The NFL watched one of its all-time greats retire on Wednesday, with Darrelle Revis announcing that 11 seasons turned out to be enough.
Long live Revis Island. The final four words of Darrelle Revis’ retirement announcement via Twitter said it all, and will continue to do so.
When one thinks of Revis patrolling an NFL field for 11 seasons, the term immediately jumps to mind; Revis Island. It was the toughest place on earth to penetrate, and most didn’t dare try. It was the football version of Fort Knox.
Now, Revis goes into the next phase of his life both wealthy beyond words and with a Super Bowl ring to boot.

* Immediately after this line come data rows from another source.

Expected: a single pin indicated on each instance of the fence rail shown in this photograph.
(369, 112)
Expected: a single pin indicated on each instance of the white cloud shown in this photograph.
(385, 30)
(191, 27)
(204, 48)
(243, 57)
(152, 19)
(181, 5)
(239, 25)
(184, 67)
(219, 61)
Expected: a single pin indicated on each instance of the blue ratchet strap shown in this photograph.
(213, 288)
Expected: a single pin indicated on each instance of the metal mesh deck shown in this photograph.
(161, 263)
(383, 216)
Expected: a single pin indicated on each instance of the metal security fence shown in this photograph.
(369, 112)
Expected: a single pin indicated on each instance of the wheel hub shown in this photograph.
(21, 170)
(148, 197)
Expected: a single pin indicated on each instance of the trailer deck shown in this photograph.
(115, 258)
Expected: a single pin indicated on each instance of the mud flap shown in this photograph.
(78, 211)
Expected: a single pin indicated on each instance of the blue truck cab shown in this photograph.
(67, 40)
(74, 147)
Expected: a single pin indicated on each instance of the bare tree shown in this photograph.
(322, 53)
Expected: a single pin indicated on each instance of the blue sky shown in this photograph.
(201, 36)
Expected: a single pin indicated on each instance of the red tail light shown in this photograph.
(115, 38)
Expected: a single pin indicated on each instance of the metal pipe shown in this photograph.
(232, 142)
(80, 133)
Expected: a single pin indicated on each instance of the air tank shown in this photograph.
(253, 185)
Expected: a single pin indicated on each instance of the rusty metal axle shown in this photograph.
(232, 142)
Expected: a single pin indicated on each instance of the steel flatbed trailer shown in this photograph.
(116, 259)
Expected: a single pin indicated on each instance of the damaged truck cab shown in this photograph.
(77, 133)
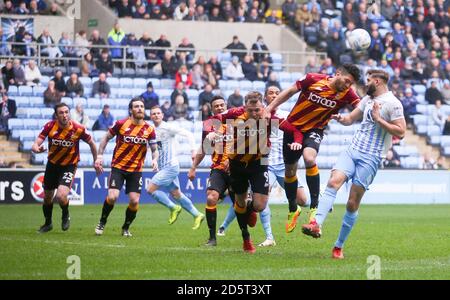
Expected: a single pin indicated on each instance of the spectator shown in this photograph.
(32, 74)
(392, 160)
(183, 75)
(409, 103)
(273, 81)
(88, 67)
(105, 119)
(446, 92)
(237, 45)
(259, 45)
(60, 84)
(235, 99)
(96, 40)
(432, 93)
(234, 70)
(162, 42)
(179, 90)
(428, 163)
(74, 87)
(79, 116)
(116, 37)
(180, 110)
(101, 88)
(8, 109)
(51, 95)
(438, 115)
(249, 69)
(8, 74)
(104, 64)
(19, 73)
(206, 96)
(151, 98)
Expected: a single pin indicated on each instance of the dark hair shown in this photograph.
(215, 98)
(135, 99)
(383, 75)
(352, 70)
(253, 97)
(59, 105)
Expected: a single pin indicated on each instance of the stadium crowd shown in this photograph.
(410, 40)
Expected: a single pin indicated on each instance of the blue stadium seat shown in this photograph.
(15, 124)
(39, 91)
(13, 90)
(25, 90)
(126, 82)
(31, 124)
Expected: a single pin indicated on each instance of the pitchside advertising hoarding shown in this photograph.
(389, 187)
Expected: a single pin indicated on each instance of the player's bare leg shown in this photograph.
(312, 179)
(108, 205)
(47, 208)
(130, 213)
(349, 220)
(61, 197)
(212, 198)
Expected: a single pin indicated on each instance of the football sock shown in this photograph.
(242, 216)
(162, 198)
(265, 220)
(290, 188)
(186, 203)
(211, 218)
(347, 225)
(130, 215)
(48, 209)
(325, 204)
(313, 181)
(106, 210)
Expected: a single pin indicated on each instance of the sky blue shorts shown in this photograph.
(276, 173)
(358, 166)
(167, 178)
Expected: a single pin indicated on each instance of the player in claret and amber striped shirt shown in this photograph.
(321, 97)
(64, 136)
(133, 136)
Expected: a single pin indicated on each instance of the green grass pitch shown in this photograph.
(412, 242)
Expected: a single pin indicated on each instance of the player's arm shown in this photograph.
(197, 160)
(37, 145)
(155, 156)
(284, 96)
(350, 118)
(101, 149)
(395, 127)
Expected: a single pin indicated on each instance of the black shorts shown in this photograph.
(58, 175)
(311, 139)
(219, 181)
(254, 173)
(133, 181)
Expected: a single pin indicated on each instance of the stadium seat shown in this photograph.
(39, 91)
(25, 90)
(15, 124)
(126, 82)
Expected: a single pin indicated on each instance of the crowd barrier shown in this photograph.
(389, 187)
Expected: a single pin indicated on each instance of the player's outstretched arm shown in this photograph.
(349, 119)
(101, 149)
(280, 99)
(37, 145)
(155, 156)
(98, 168)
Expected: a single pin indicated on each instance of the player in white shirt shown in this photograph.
(169, 168)
(382, 117)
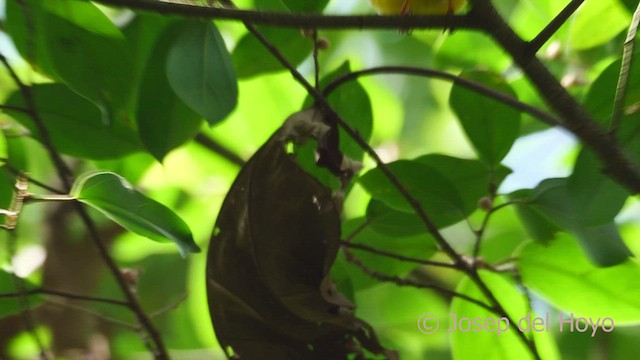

While the Aliquippa native will largely be remembered for his time with the New York Jets, it was a sterling performance with the New England Patriots that brought home the hardware.
Revis, 33, was the most brilliant cover-corner of his generation. He’s arguably the greatest pure shutdown corner in league history, considering the era he played in, benefiting receivers at every turn. Some will argue that he flamed out over time, that he got lazy in his later years, and he did. Revis wasn’t the same player in Kansas City that he was in New York, due to a mixture of Father Time and a lack of hustle.
Still, his body of work speaks for itself. At his apex, Revis was the most devastating defensive player in the league, erasing one half of the field. He was the catalyst for the Jets reaching consecutive AFC Championship Games, only to be undone by a stubborn coach and lousy quarterback.
After a non-descript year in Tampa Bay, Revis landed with the Patriots and found his championship in 2014. It was also the fourth and final of his First-Team All-Pro years, showcasing a brilliance that lasted close to a decade. In five years, Revis will walk into Canton with a resumè almost unmatched, notching the aforementioned All-Pro accolades and seven Pro Bowl berths.
If history looks back and remembers anything of Revis, it should be this; nobody was more feared. In a time of unprecedented passing totals, teams willingly threw less with the knowledge that No. 24 loomed. For much of his career, Revis played in a system that constantly blitzed, leaving him in a true man-to-man scheme.
Unlike so many corners who have and had help — even the great ones — Revis played on his own aptly-named island, and he dominated.